You don't have time to look at line 34. Aggregate numbers (percentages) are of some use. If, for example, you measure the coverage of the whole test suite and discover that no lines of code from the entire subdirectory /src/yp have ever been executed, maybe you should think about adding some simple tests for that code. (I speak from bitter experience. Not mine - that of my once-officemate's.)
Or, if you look at the percent of coverage achieved for various source files, you may want to pay extra attention to files that have relatively low coverage. So, if most of the code in the product has 50% branch coverage, but absolutely-critical-code.c has only 10%, you might start asking what that code does and how to test it. But if the file that has 10% coverage is debugging-code-only.c, you're more likely to be happy with low coverage.
If this is the way you're using coverage, you might not want to bother with something like branch coverage. You're not using the detail. You might be happier just measuring which routines have not been entered. That makes it easy to interact with the programmers in the following way:
"I notice that file absolutely-critical-code.c hasn't been exercised much. Would you tell me what I need to know to write some tests? In particular, what do these unexercised routines do? - mumble_froz(), frobulate(), bogosify()..."
Another advantage of measuring routine entry coverage is that it doesn't slow the program down as much as other types. It also takes up less space in the running program. Given a competently implemented coverage tool, that shouldn't matter much (if at all) for most applications.
There are other types of code coverage. Some of them languish in well-deserved obscurity. Others would be useful, but aren't supported in coverage tools available to you. If your goal is to learn how to use coverage well, I'd much rather you got a tool and experimented with these four types than spend time now learning about additional types.
If you're an independent tester, you'd probably like a coverage tool to have routine entry coverage or some other type of coverage that reports in "chunks" bigger than a line. The most important thing is that the tool's reports be easy for programmers to understand. They should be able to flip through a report and say, "Aha... This missed coverage here means you must be missing tests that do X."
If you're shopping for a coverage tool that programmers are going to use, the first task may be to decipher the vendor's terminology. What the heck do they mean by "segment coverage" or "path coverage" or "basic block coverage"? Remember: it's not your job to decipher. It's theirs. Send mail to sales@covtoolvendor.com, give them this URL, and ask them to fit their tool's coverage into the first three categories.

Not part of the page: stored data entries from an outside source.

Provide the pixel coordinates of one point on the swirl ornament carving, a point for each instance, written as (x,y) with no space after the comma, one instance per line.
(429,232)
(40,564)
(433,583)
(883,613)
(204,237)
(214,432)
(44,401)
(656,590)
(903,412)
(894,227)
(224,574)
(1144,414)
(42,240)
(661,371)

After that, which type should you choose? Programmers seem to find line coverage tools easiest to understand. Condition coverage tools are more powerful. I lean toward the latter, but I frankly think that issues like the tool's documentation, support, flexibility, reliability and so on are more important than the type of coverage it implements.
There's a site devoted to coverage tools: http://www.codecoveragetools.com/.
Coverage tools are often misused. I wrote a paper about that: "How to misuse code coverage".
Cem Kaner's "Software negligence and testing coverage" talks about the relationship between responsible testing and coverage. It also highlights the fact that "coverage" is an idea that can be applied to more than code structure.
When I use coverage as a programmer, it occupies maybe 2% of my total coding, testing, and debugging effort. My paper "Experience with the cost of different coverage goals for testing" talks about cost and describes how I approach the use of coverage.
The "GCT Tutorial" is a decent example of the use of a coverage tool on a small program.